REST is still the best choice for:
- Public APIs
- Browser applications
- Third-party integrations
- Mobile app backends
- Simpler systems Example:
Frontend App
|
REST
|
API Gateway
|
gRPC
|
Microservices
This hybrid architecture is extremely common today.
When Should You Use REST?
Choose REST when:
- Building public APIs
- Working with browsers
- Simplicity matters
- Human-readable responses are needed
- Third-party developers consume your API
When Should You Use gRPC?
Choose gRPC when:
- Building microservices
- Performance matters
- Low latency is critical
- High traffic systems exist
- Streaming is required
- Multiple programming languages are involved
Real-World Example
Imagine an e-commerce platform.
REST Architecture
Frontend
|
REST
|
Backend
Works perfectly.
Microservice Architecture
Frontend
|
REST API Gateway
|
--------------------------------
| | | |
User Order Payment Inventory
gRPC Services
Now hundreds of service-to-service calls happen every second.
gRPC becomes the better option.
Conclusion
REST revolutionized web APIs and remains the standard for public-facing services.

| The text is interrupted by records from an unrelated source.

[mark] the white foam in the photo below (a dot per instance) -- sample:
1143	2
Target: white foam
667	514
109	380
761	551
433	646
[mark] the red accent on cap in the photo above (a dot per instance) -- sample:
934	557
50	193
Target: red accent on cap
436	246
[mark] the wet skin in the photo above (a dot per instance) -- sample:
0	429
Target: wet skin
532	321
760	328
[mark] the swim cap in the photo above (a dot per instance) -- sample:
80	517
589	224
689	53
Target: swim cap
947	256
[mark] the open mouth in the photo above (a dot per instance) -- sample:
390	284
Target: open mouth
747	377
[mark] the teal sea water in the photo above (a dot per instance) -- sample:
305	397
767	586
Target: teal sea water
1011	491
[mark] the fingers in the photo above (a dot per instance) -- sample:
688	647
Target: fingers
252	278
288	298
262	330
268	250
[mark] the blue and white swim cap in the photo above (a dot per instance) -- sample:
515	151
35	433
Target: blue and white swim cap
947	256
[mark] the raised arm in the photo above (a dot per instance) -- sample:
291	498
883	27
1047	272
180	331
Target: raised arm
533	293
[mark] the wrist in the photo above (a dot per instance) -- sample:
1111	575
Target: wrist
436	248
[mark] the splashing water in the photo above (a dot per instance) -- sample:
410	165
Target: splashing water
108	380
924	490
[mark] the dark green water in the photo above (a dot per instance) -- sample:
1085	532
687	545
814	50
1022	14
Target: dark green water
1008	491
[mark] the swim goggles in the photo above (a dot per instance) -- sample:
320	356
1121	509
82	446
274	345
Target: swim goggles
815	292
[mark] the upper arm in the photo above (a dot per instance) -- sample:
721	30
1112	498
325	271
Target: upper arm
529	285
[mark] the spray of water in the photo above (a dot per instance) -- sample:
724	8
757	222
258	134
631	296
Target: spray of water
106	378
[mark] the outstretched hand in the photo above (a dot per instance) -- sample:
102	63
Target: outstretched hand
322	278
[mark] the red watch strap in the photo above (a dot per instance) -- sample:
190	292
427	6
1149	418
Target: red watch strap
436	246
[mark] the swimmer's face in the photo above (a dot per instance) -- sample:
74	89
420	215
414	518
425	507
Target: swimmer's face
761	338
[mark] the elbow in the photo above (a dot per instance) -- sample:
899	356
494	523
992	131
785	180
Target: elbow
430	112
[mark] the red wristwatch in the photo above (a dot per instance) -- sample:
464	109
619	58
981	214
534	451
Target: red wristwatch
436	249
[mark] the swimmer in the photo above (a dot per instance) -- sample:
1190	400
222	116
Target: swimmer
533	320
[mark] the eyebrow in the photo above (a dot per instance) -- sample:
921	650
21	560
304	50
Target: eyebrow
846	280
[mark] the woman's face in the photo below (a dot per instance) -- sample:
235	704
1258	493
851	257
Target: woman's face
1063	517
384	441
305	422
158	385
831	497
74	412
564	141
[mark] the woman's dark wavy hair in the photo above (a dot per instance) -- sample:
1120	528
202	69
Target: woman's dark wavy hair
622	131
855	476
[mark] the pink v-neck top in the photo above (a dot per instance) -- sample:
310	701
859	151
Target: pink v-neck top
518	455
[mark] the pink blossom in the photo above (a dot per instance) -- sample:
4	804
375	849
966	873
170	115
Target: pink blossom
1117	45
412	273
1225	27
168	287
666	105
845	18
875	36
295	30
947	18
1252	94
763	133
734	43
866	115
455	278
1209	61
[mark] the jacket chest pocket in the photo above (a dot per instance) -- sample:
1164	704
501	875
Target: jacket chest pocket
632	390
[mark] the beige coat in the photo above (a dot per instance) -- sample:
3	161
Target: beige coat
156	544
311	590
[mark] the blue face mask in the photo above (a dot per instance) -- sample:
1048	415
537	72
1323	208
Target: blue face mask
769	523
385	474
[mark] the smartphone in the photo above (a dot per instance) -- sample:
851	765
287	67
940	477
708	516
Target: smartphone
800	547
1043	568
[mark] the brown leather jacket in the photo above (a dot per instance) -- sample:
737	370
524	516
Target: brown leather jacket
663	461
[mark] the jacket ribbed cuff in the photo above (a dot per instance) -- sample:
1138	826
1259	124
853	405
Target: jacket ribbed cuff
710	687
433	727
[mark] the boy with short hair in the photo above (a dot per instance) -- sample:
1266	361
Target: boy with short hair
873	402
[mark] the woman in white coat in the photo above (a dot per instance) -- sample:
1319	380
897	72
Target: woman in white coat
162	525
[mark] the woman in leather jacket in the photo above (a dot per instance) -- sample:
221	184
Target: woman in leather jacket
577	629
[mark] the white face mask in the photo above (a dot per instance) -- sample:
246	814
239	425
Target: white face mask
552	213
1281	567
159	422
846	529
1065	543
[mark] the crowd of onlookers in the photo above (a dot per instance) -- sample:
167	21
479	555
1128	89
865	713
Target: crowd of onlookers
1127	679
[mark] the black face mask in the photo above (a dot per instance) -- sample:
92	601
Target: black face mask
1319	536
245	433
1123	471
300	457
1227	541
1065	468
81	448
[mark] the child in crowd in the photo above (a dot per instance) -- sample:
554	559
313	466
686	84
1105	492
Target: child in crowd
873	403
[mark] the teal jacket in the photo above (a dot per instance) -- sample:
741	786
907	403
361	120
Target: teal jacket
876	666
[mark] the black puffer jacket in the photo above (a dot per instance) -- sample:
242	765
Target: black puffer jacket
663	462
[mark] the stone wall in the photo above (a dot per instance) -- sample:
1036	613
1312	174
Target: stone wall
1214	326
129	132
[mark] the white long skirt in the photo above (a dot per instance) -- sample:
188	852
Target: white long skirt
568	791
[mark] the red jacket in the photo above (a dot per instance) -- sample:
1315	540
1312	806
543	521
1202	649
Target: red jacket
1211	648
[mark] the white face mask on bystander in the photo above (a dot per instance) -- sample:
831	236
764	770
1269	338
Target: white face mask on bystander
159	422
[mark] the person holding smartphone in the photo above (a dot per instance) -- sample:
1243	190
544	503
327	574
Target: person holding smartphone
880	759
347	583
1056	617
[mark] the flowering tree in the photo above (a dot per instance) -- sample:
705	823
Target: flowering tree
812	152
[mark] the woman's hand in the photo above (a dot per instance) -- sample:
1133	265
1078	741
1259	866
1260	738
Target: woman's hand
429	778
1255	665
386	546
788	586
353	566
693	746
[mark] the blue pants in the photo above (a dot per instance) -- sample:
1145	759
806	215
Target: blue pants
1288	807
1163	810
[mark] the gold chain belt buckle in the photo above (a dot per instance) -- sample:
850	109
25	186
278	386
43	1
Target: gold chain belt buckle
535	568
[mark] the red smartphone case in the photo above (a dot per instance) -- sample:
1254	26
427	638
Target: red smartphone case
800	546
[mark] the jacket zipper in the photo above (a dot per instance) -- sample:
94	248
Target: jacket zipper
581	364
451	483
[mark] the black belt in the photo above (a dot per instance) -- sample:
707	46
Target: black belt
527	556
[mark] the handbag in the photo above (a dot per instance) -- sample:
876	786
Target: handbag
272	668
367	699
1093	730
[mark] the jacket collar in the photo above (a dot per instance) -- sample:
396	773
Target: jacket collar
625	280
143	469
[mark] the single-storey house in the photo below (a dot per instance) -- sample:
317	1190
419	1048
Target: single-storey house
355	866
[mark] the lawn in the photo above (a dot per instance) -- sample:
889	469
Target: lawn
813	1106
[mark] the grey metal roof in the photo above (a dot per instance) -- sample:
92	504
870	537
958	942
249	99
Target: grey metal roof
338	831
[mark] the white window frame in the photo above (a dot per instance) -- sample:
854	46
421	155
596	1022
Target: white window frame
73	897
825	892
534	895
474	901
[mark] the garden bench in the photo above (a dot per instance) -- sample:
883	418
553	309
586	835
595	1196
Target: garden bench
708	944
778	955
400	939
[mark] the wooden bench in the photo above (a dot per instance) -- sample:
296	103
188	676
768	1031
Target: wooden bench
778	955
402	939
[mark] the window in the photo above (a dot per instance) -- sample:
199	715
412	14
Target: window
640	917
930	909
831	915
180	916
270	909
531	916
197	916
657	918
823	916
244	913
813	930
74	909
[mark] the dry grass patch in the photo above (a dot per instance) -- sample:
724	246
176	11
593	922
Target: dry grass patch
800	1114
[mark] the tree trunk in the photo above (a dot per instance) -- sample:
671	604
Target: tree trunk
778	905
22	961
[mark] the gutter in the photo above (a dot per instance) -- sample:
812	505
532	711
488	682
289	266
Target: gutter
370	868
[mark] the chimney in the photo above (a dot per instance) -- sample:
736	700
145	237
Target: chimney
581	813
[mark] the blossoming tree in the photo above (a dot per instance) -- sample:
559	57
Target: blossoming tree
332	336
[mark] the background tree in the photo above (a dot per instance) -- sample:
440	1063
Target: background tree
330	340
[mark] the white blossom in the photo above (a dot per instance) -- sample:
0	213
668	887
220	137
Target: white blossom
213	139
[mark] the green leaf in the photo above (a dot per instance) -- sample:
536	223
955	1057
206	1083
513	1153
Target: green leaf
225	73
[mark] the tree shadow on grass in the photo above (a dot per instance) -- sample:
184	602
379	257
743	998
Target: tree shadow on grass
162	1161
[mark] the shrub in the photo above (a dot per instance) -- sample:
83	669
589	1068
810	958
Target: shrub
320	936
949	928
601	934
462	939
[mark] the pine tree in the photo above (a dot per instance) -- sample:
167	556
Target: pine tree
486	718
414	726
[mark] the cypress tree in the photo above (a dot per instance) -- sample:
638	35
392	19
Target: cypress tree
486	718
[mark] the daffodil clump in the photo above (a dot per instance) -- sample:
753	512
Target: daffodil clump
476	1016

However, as applications evolved into large-scale distributed systems, the need for faster and more efficient communication became critical.
That's why Google created gRPC.
The real question isn't "REST or gRPC?"
It's:
"Where should I use REST, and where should I use gRPC?"
The most successful modern systems combine both:
- REST for external communication.
- gRPC for internal microservice communication. And that's why gRPC has become the backbone of many high-performance cloud-native applications today.